Epistemic Observability in Language Models

We find that models report highest confidence precisely when they are fabricating. Across four model families (OLMo-3, Llama-3.1, Qwen3, Mistral), self-reported confidence inversely correlates with accuracy, with AUC ranging from 0.28 to 0.36 where 0.5 is random guessing. We prove, under explicit formal assumptions, that this is not a capability gap but an observational one. Under text-only observation, where a supervisor sees only the model's output text, no monitoring system can reliably distinguish honest model outputs from plausible fabrications. We prove two results: first, that any policy conditioning only on the query cannot satisfy epistemic honesty across ambiguous world states; second, that no learning algorithm optimizing reward from a text-only supervisor can converge to honest behavior when the supervisor's observations are identical for both grounded and fabricated responses. Within our formal model, these impossibilities hold regardless of model scale or training procedure, including RLHF and instruction tuning. We construct a tensor interface that escapes the impossibility by exporting computational byproducts (per-token entropy and log-probability distributions) that are structurally coupled to correctness under standard training. Per-token entropy achieves pooled AUC 0.757, outperforming all text baselines by 2.5--3.9 percentage points at every budget level tested (10\%, 20\%, 30\%). The entropy signal generalizes across architectures (Spearman $ρ= 0.762$). The core contribution is a cost surface where the empirical mapping from verification budget (fraction of queries receiving expensive checks) to detection accuracy for each judge strategy is a practical lookup for system builders deciding how to allocate verification resources. The contribution is the map.
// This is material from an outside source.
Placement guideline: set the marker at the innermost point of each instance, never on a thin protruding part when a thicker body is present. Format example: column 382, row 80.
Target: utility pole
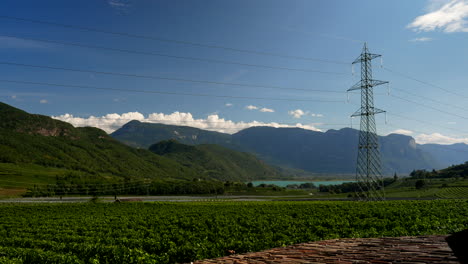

The territory is the system you are building.

翻译：我们发现，模型在其编造内容时报告的信心最高。在四个模型家族（OLMo-3、Llama-3.1、Qwen3、Mistral）中，自我报告信心与准确性呈负相关，AUC在0.28至0.36之间（0.5为随机猜测）。在明确的形式化假设下，我们证明这并非能力差距，而是观察性差距。在仅限文本观察（即监督者仅看到模型输出文本）的条件下，任何监控系统都无法可靠地区分诚实的模型输出与似是而非的编造内容。我们证明了两个结果：第一，任何仅基于查询进行条件化的策略无法在不明确的世界状态下实现认识诚实性；第二，当监督者对于基于事实和编造的回答观察到相同内容时，任何从仅文本监督者优化奖励的学习算法都无法收敛到诚实行为。在我们的形式化模型中，无论模型规模或训练过程（包括RLHF和指令微调）如何，这些不可能性都成立。我们构建了一个张量接口，通过导出计算副产品（逐词元熵和对数概率分布）来克服这一不可能性，这些副产品在标准训练下与正确性在结构上相关。逐词元熵实现了池化AUC 0.757，在测试的每个预算水平（10%、20%、30%）上均优于所有文本基线2.5-3.9个百分点。熵信号跨架构泛化（Spearman ρ=0.762）。核心贡献在于一个成本曲面，其中从验证预算（接受昂贵检查的查询比例）到每种评判策略检测准确率的经验映射，为系统构建者决定如何分配验证资源提供了实用查找表。贡献在于这张地图。疆域是你所构建的系统。